Social Responsibility of Publishers
The first session was chaired by Hugo Setzer with panelists Dipendra Manocha, Henrique Mota, Baldeo Bhai Sharma and Dr. Sadhana Rout.
The discussion brought into light a vision to end book famine as a social responsibility of publishers. Availability of quality content to readers was being stressed upon. As the discussion moved forward, Henrique Mota voiced that while it is a publisher’s right to publish everything, it is also his duty to refuse to publish anything that contradicts with the portrayal of truth. He also stated that a publisher may choose not to publish anything having a negative toll on him or his publishing house.
Responding to Copyright Challenges
This session was chaired by Paul Doda with panelists Pravin Anand, Louise Adler, Lui Simpson and Rajiv Aggarwal.
The role of government policies and policymakers in protection of copyright laws was discussed during this session. The panel members highlighted the key role that publishers play in educating the policymakers regarding the importance of copyright protection. As the challenges were put forward by panel members, the copyright laws of India, Australia etc. were explored. The example of Delhi University case by Pravin Anand was talked about in detail. The session concluded with the need of a collaborative approach by publishers, policymakers and consumers to respond to copyright challenges.
Following the session, a brief speech by Ahmed Al Ameri was addressed to the Congress. During this, he underlined how Sharjah Book Fair changed its identity from being a fair for Arabs to a global publishing event.
The Threat to Self-Censorship in Publishing
This session was chaired by Kristenn Einarsson with panellists Trasvin Jittidecharak and Juergen Boos.
According to Mads Nygaard, times may have changed but the core of publishing remains the same.
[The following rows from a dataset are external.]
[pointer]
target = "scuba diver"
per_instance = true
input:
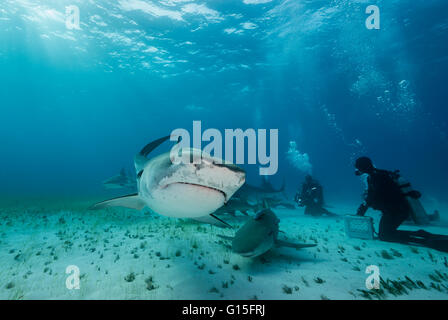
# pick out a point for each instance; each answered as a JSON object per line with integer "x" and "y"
{"x": 385, "y": 194}
{"x": 312, "y": 198}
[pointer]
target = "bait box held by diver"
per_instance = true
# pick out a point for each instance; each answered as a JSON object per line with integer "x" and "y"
{"x": 359, "y": 227}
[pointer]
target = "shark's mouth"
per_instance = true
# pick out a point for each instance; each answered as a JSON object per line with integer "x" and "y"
{"x": 200, "y": 186}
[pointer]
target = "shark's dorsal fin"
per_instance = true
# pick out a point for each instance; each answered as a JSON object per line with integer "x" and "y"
{"x": 141, "y": 159}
Kristen Einarsson stated that authors have started self-censorship to avoid personal consequences.
I believe self-censorship is clearly an outcome of being afraid, especially when it comes to publishing politically sensitive content.
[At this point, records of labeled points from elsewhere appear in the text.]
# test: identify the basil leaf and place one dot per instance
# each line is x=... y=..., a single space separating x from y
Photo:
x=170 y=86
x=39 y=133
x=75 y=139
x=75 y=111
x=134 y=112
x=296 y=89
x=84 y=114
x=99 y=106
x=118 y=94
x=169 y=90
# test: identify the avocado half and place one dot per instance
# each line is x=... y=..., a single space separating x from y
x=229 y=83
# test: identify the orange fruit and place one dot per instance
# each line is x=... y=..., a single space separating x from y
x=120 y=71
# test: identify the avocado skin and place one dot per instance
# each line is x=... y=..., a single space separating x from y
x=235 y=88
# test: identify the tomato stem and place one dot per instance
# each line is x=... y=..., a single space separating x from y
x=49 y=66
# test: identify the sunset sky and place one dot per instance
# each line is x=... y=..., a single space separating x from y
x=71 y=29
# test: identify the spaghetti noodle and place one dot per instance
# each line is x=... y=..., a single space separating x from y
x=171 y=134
Creating the Readers of the Future
The fourth session was chaired by Bodour Al Qasimi and panelists Gita Wolf, Monica Malhotra Kandhari, Karine Pansa and Mingzhu Zhang.
The discussion initiated with how books and publishers play a significant role in shaping young minds, and the importance of building the reading culture. The more we read, the more our brains open up as we get to know a variety of opinions and thoughts that we otherwise wouldn’t have been aware of.
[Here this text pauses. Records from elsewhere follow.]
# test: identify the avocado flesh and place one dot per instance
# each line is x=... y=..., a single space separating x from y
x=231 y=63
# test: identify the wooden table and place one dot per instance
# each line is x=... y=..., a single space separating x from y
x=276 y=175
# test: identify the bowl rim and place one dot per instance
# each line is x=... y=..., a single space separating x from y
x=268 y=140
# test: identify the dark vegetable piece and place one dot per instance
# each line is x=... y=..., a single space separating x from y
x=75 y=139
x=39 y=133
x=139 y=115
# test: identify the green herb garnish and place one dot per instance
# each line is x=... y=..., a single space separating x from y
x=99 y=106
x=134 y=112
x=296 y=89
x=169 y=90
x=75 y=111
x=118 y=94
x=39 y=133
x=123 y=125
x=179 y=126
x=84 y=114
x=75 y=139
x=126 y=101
Charlie Redmayne spoke on how it is one of the best times to be a publisher. China’s online literature was also a topic of discussion at this session.
Bringing Publishing Markets Together
Importance of book fairs and events like the International Publishers Congress play a key role in bringing the publishing market under one roof. Networking and connection building are other aspects of how such events help us publishers grow.
The IPA Prix Voltaire Awards ceremony was arranged towards the end of the event, during which, an award was conferred to Gui Minhai. His daughter Angela Gui accepted it on behalf of her father on a Skype call and was overwhelmed. Two Special Awards were also announced for Liu Xiaobo, a Chinese literary critic, poet, human rights activist & Nobel Peace Prize laureate, and Faisal Arefin Dipan, a publisher from Bangladesh.
A small cultural programme concluded the second day of the 32nd International Publishers Congress.